Your instinct to be nervous about your current surgical plan is appropriate. I agree with the other surgeons on the forum- the plan for your breasts is not ideal. If your priority is to have nicely shaped, youthful breasts, the lift is the most important component of the surgery. You would need at least a vertical (lollipop scar) lift and possibly an anchor scar lift. As far as adding volume, I often would recommend upper breast fat grafting in weight loss patients to avoid excess implant weight and strain on the skin. Alternatively, a moderate sized implant (with possible internal reinforcement with a material like Strattice) could be used to enhance your upper pole fullness and shape without undue risk for early re-drooping. There shouldn't be an issue doing an augmentation mastopexy in one stage if it is performed by an experienced plastic surgeon. If you go with the current plan and add 700cc implants without a lift, you will have large, droopy and distorted breasts and will likely have a lot of additional stretch damage of the tissues from the implant weight. I would strongly suggest you get a second opinion before proceeding with surgery. Good luck!
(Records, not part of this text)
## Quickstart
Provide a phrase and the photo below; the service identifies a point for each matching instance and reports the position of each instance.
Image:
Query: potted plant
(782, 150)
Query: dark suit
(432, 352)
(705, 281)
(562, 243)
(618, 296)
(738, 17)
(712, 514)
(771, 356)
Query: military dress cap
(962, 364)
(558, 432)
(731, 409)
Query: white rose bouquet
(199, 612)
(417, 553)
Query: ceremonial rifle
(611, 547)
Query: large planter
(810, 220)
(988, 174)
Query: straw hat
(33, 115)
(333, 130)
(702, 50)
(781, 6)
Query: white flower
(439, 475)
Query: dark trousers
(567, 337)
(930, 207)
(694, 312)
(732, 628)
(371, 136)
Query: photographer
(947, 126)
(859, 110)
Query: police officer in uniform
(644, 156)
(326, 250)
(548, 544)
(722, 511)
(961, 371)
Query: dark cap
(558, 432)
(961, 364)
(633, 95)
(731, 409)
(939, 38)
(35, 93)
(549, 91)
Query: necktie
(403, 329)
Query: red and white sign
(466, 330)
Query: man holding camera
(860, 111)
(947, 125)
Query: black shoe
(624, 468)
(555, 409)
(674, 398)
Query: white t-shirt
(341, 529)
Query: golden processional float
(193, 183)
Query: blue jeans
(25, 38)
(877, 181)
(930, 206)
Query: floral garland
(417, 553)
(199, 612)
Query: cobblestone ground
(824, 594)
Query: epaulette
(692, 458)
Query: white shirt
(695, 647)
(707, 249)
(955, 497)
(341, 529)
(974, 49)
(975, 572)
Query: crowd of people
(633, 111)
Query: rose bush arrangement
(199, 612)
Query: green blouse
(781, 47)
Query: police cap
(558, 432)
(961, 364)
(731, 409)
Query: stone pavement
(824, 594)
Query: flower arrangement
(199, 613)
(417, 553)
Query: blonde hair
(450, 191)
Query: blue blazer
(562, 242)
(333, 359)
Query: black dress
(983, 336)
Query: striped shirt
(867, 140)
I would for sure recommend that you get a breast lift added to your mommy makeover. If you don't, then the weight of the implant will make your breast even more saggy and heavy. I also agree that a 700cc implant is very large. Sometimes a large implant cannot be added at the same time as a lift due to the tightness and would need to be done as a second stage surgery surgery. I would make sure you are visiting a board certified plastic surgeon and possibly go for a second opinion.